Given how our brains are wired, it’s totally a manipulation technique for which we all fall. How many times have we lied, cheated, suppressed, oppressed, abused ourselves and others in order to maintain some arbitrary status given to us by another? Typically disguised as “I don’t want to hurt them”, “I just want to look good”, “keeping the ‘peace'”, “fitting in”, “being nice”… Really?!?
We live in constant fear of losing our special privileges/handouts to the point that we are willing to kill for it. Imperialists use this power-over manipulation all the time. They empower a minority (politicians, religious figure heads, media influencers, the underdogs…etc) to be completely reliant on them and do their dirty work for them.

Don’t get me wrong, when your specialness is authentic, legitimately earned and rooted in self love and care, that’s healthy and unshakable. But when it’s given to you by an outside authority, that makes demands on you, you’ve been enslaved.

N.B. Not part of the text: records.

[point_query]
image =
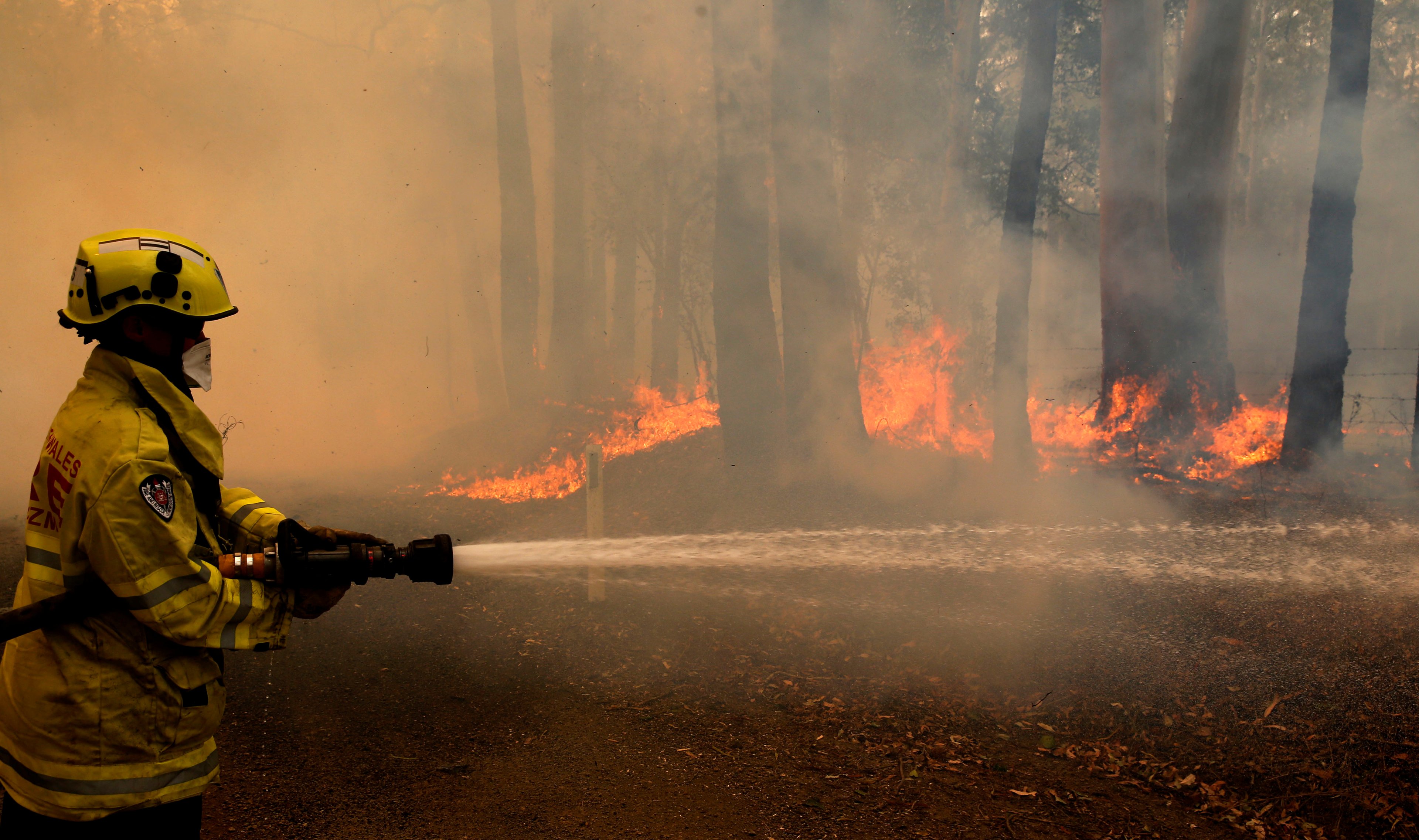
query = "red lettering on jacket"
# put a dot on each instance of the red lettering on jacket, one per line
(59, 489)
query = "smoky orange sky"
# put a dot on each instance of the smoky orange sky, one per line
(340, 168)
(338, 159)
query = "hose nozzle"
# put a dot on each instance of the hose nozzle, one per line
(289, 564)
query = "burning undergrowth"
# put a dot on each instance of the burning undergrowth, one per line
(912, 399)
(622, 425)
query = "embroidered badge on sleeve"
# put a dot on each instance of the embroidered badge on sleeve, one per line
(158, 493)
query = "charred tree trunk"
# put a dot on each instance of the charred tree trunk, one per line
(493, 394)
(1201, 157)
(518, 211)
(819, 378)
(1414, 433)
(855, 98)
(1253, 131)
(623, 297)
(1134, 267)
(567, 347)
(596, 328)
(1313, 416)
(1014, 449)
(665, 326)
(966, 63)
(747, 345)
(956, 202)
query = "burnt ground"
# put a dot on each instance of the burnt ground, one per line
(763, 703)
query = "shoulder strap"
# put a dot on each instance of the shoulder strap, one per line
(206, 489)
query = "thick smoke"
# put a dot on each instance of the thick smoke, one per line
(341, 164)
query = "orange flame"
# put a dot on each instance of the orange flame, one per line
(649, 422)
(910, 398)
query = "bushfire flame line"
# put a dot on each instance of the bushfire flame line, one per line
(912, 399)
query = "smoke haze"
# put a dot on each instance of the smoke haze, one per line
(340, 162)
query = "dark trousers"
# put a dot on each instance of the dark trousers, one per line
(177, 821)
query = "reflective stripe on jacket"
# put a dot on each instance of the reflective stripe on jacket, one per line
(120, 711)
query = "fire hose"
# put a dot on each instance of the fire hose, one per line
(292, 562)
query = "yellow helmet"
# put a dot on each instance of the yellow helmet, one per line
(141, 267)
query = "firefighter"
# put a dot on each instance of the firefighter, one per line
(108, 723)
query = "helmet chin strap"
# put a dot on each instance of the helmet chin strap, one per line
(169, 367)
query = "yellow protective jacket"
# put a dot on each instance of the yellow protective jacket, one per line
(118, 711)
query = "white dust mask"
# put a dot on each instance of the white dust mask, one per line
(196, 364)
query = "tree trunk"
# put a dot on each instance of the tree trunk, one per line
(821, 392)
(665, 326)
(1255, 115)
(747, 347)
(493, 395)
(1014, 449)
(596, 328)
(956, 199)
(1313, 416)
(855, 100)
(567, 347)
(518, 211)
(966, 63)
(1134, 269)
(1201, 157)
(623, 299)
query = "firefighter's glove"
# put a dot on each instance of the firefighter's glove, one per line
(341, 537)
(313, 603)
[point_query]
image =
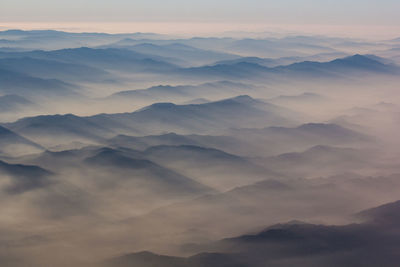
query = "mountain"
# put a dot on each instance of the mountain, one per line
(107, 59)
(209, 166)
(303, 98)
(55, 129)
(146, 171)
(14, 144)
(183, 92)
(50, 39)
(52, 69)
(183, 53)
(335, 68)
(354, 63)
(307, 163)
(278, 140)
(23, 178)
(293, 244)
(13, 103)
(22, 84)
(203, 118)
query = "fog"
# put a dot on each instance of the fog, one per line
(115, 144)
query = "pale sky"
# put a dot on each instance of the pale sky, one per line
(234, 14)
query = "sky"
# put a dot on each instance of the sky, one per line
(187, 15)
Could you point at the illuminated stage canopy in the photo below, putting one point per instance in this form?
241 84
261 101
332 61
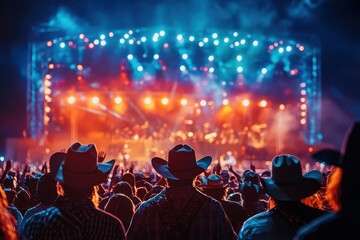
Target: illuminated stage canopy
221 87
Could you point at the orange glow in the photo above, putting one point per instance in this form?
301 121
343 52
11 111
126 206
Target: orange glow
183 101
245 102
95 100
262 103
147 100
118 100
71 99
165 101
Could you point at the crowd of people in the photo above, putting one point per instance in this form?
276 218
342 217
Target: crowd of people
79 194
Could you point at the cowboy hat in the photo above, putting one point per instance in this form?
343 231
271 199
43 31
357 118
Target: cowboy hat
287 182
214 181
181 164
80 167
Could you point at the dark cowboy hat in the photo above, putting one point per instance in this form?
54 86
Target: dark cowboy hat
80 167
214 181
287 182
181 164
350 149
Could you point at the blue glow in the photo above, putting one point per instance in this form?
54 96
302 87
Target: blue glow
179 37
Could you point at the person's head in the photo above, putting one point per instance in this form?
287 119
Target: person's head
181 168
287 183
80 173
122 207
46 189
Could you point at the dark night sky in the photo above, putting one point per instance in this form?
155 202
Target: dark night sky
335 22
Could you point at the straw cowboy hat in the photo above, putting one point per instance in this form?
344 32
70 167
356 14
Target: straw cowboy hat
181 164
80 167
287 182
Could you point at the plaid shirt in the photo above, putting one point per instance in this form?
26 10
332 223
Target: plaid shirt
209 223
72 220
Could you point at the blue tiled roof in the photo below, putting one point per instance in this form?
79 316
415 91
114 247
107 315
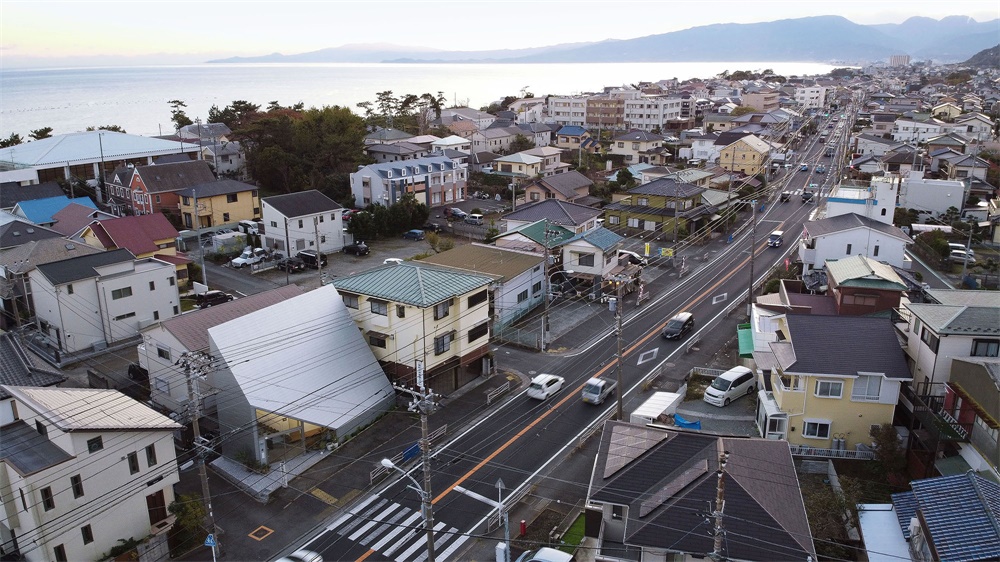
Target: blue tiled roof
40 211
599 237
962 513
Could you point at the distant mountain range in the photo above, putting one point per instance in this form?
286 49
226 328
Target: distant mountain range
813 39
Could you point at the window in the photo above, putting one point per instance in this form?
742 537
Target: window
866 388
88 534
121 293
479 331
77 484
816 429
478 298
829 389
443 343
985 348
48 502
350 301
442 309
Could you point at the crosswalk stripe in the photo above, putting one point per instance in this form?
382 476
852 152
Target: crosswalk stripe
399 529
350 514
374 520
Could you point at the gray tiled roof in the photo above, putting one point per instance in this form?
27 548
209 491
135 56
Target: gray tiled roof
416 284
17 368
301 204
961 513
82 267
845 345
27 450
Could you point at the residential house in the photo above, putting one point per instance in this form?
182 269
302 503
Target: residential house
163 343
639 146
218 203
77 484
19 369
951 517
431 180
538 235
145 236
144 190
16 262
847 235
415 312
952 325
648 483
874 199
747 155
73 218
12 193
395 152
520 284
99 300
42 211
665 206
572 187
86 155
315 382
812 392
306 220
862 286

If you pay close attention, you’ll see the manipulation, brainwashing and abuse all around you. As close as your mirror all the way to global crises; consumerism, religions, patriarchy, wars, genocide…etc. Who’s daddy’s “special” person? This bad guy over there wants to steal your “specialness”… You get my drift?

“So when I give someone a compliment, am I manipulating them?”, I asked my NVC teacher. “It’s a compliment when it refers to an action or a specific situation. It’s abuse when it’s a blanket judgement or decree”.
“It was very kind of you to help me with my homework yesterday” vs “You’re the kindest person ever!”
“I feel a strong attraction to you and a desire for long term intimacy” vs “You’re my one and only, let’s live happily ever after”…etc.
And that’s how it ties in to Nonviolent Communication (NVC)!